Justice Neil Gorsuch has it correct — that the First Amendment was not intended to suppress religious voices in the public sector, but that this practice has indeed become an operative model in recent years that needed addressing. You can "limit" it to the public school situation, but my experience is that to speak up overtly on the basis of one's faith in the public square has become pretty much verboten in our culture across the board. As if to speak of God and biblical principles as a basis to be considered in making a decision somehow violates the separation of church and state in any setting.
Freedom of the press and freedom of religion are linked in the First Amendment because they're both about the free intercourse of ideas in the public marketplace. Religious viewpoints — of whatever flavor — have a distinct place in the public conversation because overall they bring a well-thought-out set of ethical/moral principles — often inconvenient principles — to the conversation.
Does every "religious" person articulate these well, or use them well, instead of as a cover for other biases? Of course not. But the issues raised are often important, and often inconvenient. We on the "liberal" side of the faith were certainly inconvenient for those on the other side of the civil-rights arguments in the 1960s. And some on the right today raise inconvenient questions about a number of moral issues that people don't like to be reminded of either.

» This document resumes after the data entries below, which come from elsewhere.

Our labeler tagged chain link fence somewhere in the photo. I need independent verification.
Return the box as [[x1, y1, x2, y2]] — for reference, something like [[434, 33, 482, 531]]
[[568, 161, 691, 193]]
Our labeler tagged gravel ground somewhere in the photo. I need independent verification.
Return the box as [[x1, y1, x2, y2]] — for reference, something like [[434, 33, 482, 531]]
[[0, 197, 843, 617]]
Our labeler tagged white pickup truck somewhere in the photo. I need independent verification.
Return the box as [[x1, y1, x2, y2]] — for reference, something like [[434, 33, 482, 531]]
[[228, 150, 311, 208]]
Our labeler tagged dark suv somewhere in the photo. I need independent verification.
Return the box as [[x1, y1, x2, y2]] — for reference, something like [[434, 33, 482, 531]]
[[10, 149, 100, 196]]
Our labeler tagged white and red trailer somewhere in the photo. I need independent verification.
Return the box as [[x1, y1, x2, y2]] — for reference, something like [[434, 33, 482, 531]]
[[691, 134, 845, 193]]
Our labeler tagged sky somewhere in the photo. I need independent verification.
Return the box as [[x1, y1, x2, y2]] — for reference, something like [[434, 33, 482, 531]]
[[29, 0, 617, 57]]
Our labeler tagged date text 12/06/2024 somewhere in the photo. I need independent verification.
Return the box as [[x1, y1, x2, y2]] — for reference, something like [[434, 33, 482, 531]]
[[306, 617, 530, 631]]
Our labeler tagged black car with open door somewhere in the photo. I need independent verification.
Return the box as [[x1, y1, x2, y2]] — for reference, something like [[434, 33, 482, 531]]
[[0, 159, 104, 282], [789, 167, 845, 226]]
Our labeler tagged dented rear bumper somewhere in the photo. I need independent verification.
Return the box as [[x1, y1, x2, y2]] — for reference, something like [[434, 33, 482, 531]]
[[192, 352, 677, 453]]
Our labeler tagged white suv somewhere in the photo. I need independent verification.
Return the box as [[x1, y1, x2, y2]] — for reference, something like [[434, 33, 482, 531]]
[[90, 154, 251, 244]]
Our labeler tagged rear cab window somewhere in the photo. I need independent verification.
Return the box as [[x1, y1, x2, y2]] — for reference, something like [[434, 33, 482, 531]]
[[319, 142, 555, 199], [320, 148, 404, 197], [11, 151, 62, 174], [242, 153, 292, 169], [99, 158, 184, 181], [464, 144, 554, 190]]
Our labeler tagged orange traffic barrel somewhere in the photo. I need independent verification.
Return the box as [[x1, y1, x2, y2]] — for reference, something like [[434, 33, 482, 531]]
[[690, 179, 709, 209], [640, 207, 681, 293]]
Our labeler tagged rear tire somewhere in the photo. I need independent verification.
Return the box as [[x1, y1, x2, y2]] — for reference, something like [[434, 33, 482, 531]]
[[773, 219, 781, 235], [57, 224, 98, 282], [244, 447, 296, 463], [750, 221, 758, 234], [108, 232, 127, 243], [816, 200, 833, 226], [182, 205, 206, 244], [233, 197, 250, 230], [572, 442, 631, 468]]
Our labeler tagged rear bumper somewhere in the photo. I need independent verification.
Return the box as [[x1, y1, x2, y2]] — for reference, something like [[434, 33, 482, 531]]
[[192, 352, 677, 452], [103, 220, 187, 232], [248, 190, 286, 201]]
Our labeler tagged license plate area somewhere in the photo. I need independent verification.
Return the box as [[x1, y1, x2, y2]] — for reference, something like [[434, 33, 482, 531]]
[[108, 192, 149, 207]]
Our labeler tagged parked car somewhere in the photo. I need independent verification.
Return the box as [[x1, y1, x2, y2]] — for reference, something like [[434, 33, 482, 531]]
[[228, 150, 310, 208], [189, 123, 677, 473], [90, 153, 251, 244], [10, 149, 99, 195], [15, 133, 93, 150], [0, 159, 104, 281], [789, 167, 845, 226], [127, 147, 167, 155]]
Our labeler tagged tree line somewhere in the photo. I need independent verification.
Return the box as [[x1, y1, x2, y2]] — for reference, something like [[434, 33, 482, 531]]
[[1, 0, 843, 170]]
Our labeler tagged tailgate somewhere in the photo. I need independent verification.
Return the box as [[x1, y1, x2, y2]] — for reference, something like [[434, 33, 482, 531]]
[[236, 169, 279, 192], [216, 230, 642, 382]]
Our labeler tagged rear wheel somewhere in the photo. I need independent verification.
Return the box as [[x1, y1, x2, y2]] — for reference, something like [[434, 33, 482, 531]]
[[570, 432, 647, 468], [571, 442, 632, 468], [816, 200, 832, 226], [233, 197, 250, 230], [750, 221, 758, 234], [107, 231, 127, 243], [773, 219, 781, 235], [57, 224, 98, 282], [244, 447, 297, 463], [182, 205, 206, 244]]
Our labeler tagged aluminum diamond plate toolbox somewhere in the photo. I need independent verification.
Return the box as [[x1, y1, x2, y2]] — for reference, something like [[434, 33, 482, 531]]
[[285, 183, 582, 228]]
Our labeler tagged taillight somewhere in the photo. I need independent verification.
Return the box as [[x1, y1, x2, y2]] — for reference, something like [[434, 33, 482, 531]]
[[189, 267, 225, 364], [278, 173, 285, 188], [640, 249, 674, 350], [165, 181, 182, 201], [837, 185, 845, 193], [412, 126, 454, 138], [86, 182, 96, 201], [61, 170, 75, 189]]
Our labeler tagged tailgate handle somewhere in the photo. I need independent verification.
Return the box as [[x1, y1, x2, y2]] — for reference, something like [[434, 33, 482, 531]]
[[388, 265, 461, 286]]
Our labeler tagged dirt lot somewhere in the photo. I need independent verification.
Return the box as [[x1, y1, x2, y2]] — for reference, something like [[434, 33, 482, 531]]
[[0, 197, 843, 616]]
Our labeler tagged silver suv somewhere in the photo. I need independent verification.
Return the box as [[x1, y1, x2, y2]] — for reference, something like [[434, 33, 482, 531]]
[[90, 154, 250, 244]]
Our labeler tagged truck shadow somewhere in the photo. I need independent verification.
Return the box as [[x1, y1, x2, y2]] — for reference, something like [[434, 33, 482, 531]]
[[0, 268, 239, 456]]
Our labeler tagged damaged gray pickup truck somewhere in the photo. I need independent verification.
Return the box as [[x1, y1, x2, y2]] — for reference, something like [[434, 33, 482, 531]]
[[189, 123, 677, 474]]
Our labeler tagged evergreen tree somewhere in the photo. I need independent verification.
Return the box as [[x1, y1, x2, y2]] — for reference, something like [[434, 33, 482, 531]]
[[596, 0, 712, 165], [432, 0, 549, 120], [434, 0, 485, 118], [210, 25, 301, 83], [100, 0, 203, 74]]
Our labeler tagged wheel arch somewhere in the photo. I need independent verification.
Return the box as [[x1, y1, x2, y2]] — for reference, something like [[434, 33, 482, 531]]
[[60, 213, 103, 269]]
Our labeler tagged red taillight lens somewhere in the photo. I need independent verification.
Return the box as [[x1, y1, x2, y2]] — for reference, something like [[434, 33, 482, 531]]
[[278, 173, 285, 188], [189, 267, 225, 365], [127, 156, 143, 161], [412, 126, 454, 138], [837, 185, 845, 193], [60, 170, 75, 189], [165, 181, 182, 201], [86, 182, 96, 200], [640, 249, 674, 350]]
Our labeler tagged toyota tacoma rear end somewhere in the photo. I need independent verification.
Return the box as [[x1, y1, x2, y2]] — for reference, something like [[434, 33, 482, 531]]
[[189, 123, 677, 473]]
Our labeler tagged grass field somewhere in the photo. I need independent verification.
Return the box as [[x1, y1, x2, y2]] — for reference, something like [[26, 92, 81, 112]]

Does either side get to embody those values in the "state?" In a democracy, only at the ballot box.
A person — a leader? a teacher? — expressing their faith in public may feel awkward. But I hardly think that it's going to "indoctrinate" anyone.
Then again, God does seem to reach out to people in lots of odds ways. Perhaps it's why C.S. Lewis once commented that a budding atheist needs to be careful — because God is very unscrupulous.